Fellow Movie Lovers
THE YOUNG VICTORIA & BROKEN EMBRACES
Never I have seen two movies in a twenty-four hour span that were so deliciously satiating; comparable to a titillating, palate- pampering dining experience, each exquisite swallow, gone but not forgotten.
THE YOUNG VICTORIA
The beguiling Emily Blount (The Devil Wears Prada) captures the innocence, grace and metal of the seventeen year old queen to be. Rupert Friend (Pride & Prejudice) is aptly cast as Albert, her cousin and suitor. Paul Bettany (A Beautiful Mind) gives a superb performance as Lord Melbourne, the politically adroit advisor to the inexperienced Queen.
Sara Ferguson adds a royal touch as a producer.
Julian Fellows (actor turned screen writer) won the Oscar for Gosford Park and will rank once again, among the contenders for this finely tuned piece of scripting.
Victoria and Albert both born in 1819; married in 1840; and with impressive fecundity produced nine children while ruling jointly over England’s economic and imperial expansion for twenty years.
This film is glorious to look at; the manicured English gardens, sculptured to perfection; the luscious opulence of the palaces; wardrobes and jewels glisten with excessive and stunning wealth.
Primarily this is a love story. Victoria as Queen must propose to the man of her choice and this is a scene that transcends their positions; two people who rise above the awkwardness and embrace as any loving couple would.
They also suffer the tensions of the first year of marriage: pregnancy, his role as the Queen’s husband and striving to come to terms with everyday life together.
The viewer will relate and rejoice as these trials are resolved.
As the film reached it conclusion, I silently screamed NO! Does this mean I have to leave? I stayed and watched every credit, the lights came on and the cleaning crew politely worked around me, until with dreaded alacrity I departed.
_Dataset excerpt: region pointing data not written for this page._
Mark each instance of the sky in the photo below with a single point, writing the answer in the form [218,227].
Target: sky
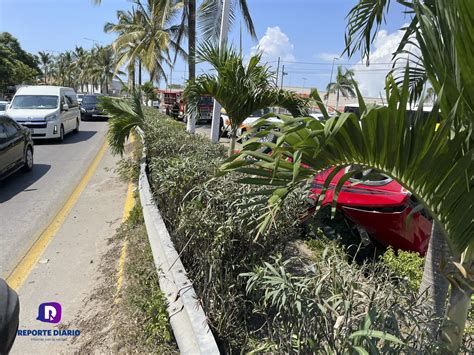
[306,34]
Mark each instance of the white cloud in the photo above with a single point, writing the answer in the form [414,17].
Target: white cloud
[327,57]
[275,44]
[371,79]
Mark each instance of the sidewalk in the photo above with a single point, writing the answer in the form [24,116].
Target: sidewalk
[67,270]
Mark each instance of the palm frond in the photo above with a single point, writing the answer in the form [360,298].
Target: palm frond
[125,115]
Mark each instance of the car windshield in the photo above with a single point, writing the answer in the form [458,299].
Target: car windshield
[89,99]
[41,102]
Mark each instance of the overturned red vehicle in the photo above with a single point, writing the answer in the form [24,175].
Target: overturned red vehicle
[380,207]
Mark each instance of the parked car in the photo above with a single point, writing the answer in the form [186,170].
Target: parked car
[48,111]
[9,317]
[246,126]
[3,107]
[80,96]
[89,109]
[16,147]
[377,206]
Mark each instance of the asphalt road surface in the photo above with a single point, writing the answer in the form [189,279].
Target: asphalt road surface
[29,201]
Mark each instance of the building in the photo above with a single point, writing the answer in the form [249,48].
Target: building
[331,101]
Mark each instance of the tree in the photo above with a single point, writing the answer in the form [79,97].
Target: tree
[146,34]
[240,89]
[16,65]
[344,85]
[210,20]
[45,61]
[149,91]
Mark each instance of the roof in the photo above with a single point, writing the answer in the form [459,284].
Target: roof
[40,90]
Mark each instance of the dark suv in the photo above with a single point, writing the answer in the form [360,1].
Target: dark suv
[16,147]
[89,109]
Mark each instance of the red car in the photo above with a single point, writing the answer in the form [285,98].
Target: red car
[378,206]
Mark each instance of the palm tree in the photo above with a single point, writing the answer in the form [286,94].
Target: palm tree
[240,89]
[125,114]
[127,51]
[45,61]
[343,85]
[210,14]
[105,67]
[210,19]
[434,168]
[80,62]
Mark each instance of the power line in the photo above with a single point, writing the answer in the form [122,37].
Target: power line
[326,63]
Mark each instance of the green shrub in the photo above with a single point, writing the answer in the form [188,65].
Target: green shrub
[211,222]
[278,307]
[404,265]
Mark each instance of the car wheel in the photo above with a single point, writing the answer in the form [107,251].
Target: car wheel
[61,134]
[28,159]
[76,130]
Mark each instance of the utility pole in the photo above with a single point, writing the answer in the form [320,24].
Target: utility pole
[216,112]
[276,79]
[330,80]
[278,69]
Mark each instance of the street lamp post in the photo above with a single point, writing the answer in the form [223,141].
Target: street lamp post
[216,112]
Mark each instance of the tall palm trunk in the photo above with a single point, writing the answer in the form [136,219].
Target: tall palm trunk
[191,125]
[233,139]
[459,304]
[140,73]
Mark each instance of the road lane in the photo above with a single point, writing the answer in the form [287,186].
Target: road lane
[29,201]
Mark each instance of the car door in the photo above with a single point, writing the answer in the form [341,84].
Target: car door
[16,142]
[4,159]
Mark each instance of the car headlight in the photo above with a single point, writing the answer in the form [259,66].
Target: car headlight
[52,117]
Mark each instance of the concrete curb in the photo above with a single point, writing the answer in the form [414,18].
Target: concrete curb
[187,318]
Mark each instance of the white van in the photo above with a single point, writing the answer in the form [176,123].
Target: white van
[48,111]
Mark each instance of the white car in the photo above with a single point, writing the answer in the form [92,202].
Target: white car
[48,111]
[254,117]
[3,107]
[246,125]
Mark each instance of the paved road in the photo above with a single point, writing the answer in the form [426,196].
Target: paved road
[29,201]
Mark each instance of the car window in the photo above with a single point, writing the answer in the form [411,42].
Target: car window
[3,133]
[71,100]
[40,102]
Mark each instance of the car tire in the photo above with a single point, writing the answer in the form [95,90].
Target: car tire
[10,314]
[76,130]
[29,161]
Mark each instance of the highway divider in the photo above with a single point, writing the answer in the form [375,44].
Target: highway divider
[187,318]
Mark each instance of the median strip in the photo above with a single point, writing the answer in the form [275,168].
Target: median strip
[26,264]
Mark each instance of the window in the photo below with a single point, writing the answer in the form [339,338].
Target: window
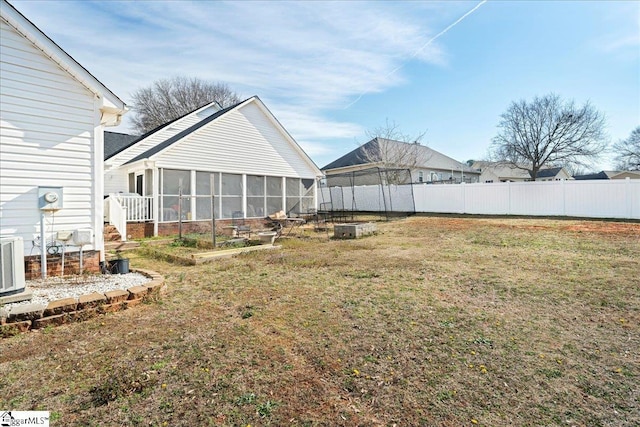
[203,194]
[231,194]
[300,195]
[255,196]
[174,181]
[274,194]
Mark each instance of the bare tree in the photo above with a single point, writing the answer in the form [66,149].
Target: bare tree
[393,150]
[168,99]
[628,152]
[548,131]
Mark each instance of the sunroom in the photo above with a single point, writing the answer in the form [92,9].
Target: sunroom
[238,162]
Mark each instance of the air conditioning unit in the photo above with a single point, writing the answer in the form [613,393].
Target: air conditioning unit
[11,265]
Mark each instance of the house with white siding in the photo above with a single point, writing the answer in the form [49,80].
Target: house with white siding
[52,116]
[255,166]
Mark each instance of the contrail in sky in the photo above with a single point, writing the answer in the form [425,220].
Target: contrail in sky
[413,55]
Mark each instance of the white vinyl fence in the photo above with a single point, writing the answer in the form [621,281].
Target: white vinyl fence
[591,198]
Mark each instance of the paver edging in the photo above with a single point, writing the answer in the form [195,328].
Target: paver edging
[68,310]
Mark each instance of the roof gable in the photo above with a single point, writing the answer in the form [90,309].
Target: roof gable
[163,132]
[111,104]
[115,142]
[180,135]
[202,131]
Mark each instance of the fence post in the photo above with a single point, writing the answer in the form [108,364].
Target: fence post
[509,197]
[464,198]
[628,196]
[564,198]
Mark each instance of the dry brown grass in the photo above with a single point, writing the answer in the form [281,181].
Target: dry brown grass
[434,321]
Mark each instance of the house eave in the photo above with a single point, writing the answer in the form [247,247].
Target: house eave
[112,106]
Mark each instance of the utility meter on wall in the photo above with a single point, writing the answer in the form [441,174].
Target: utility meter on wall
[50,198]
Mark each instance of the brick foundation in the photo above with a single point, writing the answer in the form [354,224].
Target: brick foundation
[90,264]
[139,230]
[171,228]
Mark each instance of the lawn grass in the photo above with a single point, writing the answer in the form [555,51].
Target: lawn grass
[434,321]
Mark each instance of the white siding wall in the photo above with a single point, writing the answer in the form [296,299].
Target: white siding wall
[590,199]
[47,126]
[241,141]
[115,181]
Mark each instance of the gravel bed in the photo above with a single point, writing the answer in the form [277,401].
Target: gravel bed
[55,288]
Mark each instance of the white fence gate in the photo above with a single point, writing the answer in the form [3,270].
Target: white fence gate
[590,199]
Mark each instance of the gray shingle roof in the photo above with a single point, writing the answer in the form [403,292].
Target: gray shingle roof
[167,143]
[599,175]
[362,155]
[548,173]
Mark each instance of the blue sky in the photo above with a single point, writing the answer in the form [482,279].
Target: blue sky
[331,71]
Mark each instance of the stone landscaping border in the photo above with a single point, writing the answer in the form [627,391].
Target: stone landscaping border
[68,310]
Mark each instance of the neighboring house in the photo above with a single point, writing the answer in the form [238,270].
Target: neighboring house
[501,172]
[425,164]
[553,174]
[623,174]
[257,169]
[53,112]
[599,175]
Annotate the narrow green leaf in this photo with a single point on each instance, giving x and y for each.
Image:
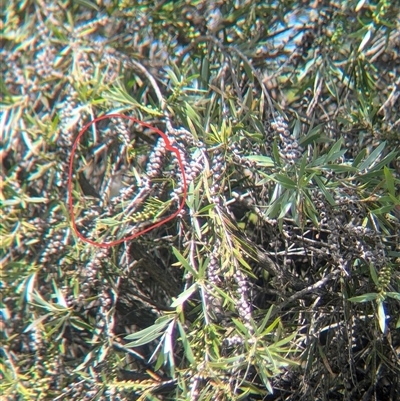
(374, 274)
(322, 187)
(365, 298)
(184, 262)
(389, 181)
(262, 161)
(186, 346)
(285, 181)
(381, 316)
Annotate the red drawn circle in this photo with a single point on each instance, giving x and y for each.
(168, 147)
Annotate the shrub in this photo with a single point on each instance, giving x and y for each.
(279, 279)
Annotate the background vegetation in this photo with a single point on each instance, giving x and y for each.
(280, 278)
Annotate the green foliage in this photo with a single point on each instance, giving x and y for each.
(286, 118)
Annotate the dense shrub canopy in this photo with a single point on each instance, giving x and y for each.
(279, 279)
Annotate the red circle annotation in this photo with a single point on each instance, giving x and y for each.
(168, 147)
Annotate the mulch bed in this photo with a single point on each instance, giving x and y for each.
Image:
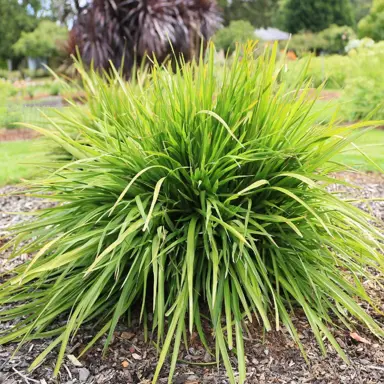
(271, 358)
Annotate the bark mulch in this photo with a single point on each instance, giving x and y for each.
(271, 358)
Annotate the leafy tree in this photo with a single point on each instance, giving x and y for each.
(315, 15)
(373, 25)
(361, 8)
(259, 13)
(15, 17)
(238, 31)
(44, 41)
(336, 38)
This is the fourth and most successful pairing of Pedro Almodovar and Penelope Cruz.
A partnership reminiscent of Pygmalion/Aphrodite, Svengali/Tilby, Professor Higgins/Eliza Doolittle. In the case of Almodovar and Cruz it has been mutually beneficial to both parties.
Penelope Cruz is rapturous, luminescent and at the peak of her powerful career; she is totally captivating and believable as Lena, the sprite who inspires love and obsession. It is a magical performance. She seems much more comfortable in her native tongue; audiences often feel that the character is diminished by an accent. She proved audiences wrong in garnishing the academy award for best supporting actress in Vicky, Cristina,
I was emotionally ambushed from the first line. Without exception every character exudes humanness, flawed but genuine to the core. Mateo (aka Harry Caine) is given a depth of such magnitude by Lluis Homar that you empathize but not pity the man from the initial humorous moment.
Blanca Portillo as Judit is outstanding, she possess and controls and dominates every scene she appears in. Watching her was heart rendering. She is the glue that holds the story together; her catharsis is revolutionary in its candidness.
The story is unveiled in a series of flashbacks over a fourteen year period. It involves a love triangle, jealousy, and lessons in human fragility. The intimate scenes are passionate but not lewd; even hilarious and fraught with levity. There was not a maudlin or manipulative moment in this spectacular film.
Ultimately it is Penelope Cruz who takes full ownership for the success and vitality of Broken Embraces. There is one fleeting moment when she passes a Matisse like painting and her beauty matches and surpasses the work of art.
Leaving I realized with rarefied and painful clarity that all embraces are ephemeral and doomed to be broken.
Caveat. For those of you who missed The Hurt Locker, it has been re-released. It is one of the best non-documentary war stories ever told. Kathryn Bigelow’s genius should be recognized by the Academy in the spring. It is a four star must see!